Winterhoek Mouse Ground Spider
- Conservation status: Least Concern (SANBI Red List)

Scientific classification
- Kingdom: Animalia
- Phylum: Arthropoda
- Subphylum: Chelicerata
- Class: Arachnida
- Order: Araneae
- Infraorder: Araneomorphae
- Family: Gnaphosidae
- Genus: Xerophaeus
- Species: X. crusculus
- Binomial name: Xerophaeus crusculus Tucker, 1923

= Xerophaeus crusculus =

- Authority: Tucker, 1923
- Conservation status: LC

Species of spider

Xerophaeus crusculus is a species of spider in the family Gnaphosidae. It is endemic to South Africa and is commonly known as the Winterhoek mouse ground spider.

==Distribution==
Xerophaeus crusculus is recorded from four South African provinces: the Eastern Cape, KwaZulu-Natal, Northern Cape, and Western Cape.

==Habitat and ecology==
The species inhabits multiple biomes including Fynbos, Savanna, Succulent Karoo, and Thicket biomes at altitudes ranging from 15 to 2892 m above sea level.

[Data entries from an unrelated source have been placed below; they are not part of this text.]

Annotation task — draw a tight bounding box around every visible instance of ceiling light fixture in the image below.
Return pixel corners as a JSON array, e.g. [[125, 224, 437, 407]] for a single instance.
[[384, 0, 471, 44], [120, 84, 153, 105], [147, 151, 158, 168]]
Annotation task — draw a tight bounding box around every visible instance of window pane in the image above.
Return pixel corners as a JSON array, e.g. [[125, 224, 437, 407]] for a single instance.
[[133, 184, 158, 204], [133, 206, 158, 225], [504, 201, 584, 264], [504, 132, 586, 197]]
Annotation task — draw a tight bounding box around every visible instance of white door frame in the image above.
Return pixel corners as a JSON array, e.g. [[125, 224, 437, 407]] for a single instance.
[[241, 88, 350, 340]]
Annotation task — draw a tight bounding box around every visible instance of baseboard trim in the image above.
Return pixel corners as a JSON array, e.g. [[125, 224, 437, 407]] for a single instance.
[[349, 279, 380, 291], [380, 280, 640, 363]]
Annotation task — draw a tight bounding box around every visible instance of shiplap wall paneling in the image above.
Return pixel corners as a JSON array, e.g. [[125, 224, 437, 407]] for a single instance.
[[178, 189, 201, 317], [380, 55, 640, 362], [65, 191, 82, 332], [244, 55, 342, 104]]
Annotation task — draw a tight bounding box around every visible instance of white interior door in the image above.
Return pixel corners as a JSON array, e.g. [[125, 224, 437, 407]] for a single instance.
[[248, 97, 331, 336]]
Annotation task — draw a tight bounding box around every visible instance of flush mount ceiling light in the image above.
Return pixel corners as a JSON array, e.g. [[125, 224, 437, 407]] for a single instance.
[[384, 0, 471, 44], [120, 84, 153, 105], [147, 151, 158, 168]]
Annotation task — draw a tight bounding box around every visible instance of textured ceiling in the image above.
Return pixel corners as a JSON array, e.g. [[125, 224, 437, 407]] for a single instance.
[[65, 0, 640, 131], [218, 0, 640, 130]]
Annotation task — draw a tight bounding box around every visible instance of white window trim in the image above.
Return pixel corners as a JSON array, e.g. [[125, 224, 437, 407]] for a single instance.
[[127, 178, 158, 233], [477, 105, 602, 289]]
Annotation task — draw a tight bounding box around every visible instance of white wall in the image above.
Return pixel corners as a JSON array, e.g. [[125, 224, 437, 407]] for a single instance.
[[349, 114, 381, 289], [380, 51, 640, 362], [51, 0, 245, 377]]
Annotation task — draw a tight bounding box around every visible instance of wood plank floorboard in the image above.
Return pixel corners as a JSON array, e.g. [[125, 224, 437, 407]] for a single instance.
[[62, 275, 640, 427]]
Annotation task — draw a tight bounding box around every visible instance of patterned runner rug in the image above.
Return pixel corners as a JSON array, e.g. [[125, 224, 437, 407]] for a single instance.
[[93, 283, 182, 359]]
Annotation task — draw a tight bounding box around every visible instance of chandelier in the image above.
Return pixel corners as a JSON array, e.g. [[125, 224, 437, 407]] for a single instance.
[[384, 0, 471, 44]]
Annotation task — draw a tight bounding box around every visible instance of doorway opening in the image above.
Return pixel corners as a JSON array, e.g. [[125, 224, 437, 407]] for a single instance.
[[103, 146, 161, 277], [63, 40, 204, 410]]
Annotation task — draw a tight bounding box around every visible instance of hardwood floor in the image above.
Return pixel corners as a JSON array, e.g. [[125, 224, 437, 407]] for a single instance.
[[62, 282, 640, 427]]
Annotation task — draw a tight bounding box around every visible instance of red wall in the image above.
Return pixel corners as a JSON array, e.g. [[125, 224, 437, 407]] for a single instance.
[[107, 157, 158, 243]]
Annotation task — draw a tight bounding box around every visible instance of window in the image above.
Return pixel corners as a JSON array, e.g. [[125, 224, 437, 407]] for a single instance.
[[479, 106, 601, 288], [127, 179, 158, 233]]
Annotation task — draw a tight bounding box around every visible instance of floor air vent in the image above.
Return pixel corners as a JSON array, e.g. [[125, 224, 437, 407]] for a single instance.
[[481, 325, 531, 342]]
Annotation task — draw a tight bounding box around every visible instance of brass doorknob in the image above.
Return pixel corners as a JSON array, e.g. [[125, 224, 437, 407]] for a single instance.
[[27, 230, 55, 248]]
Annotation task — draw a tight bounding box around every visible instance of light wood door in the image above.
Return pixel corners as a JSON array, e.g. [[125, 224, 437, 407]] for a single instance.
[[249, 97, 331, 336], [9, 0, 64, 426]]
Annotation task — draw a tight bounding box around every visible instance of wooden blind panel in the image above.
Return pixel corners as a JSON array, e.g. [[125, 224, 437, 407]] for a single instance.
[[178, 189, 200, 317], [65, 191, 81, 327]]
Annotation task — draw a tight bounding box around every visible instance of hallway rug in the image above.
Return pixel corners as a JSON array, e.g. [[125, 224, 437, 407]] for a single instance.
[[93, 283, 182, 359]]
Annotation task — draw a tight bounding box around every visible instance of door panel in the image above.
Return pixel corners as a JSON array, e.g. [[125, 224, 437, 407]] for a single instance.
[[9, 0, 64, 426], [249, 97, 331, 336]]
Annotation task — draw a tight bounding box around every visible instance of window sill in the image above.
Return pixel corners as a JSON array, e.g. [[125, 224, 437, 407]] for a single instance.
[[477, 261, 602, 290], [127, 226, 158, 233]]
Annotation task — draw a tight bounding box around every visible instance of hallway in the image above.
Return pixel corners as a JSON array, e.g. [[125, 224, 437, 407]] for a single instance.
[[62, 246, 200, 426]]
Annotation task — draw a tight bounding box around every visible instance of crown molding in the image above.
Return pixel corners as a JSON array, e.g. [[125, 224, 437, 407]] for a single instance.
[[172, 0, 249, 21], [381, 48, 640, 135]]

Xerophaeus crusculus are free-living ground dwellers.

==Conservation==
Xerophaeus crusculus is listed as Least Concern by the South African National Biodiversity Institute due to its wide range. The species is protected in Namaqua National Park, De Hoop Nature Reserve, Anysberg Nature Reserve, and Kogelberg Biosphere Reserve. There are no significant threats.

==Taxonomy==
The species was originally described by Tucker in 1923 from the Great Winterhoek Mountains. The species has not been revised but is known from both sexes.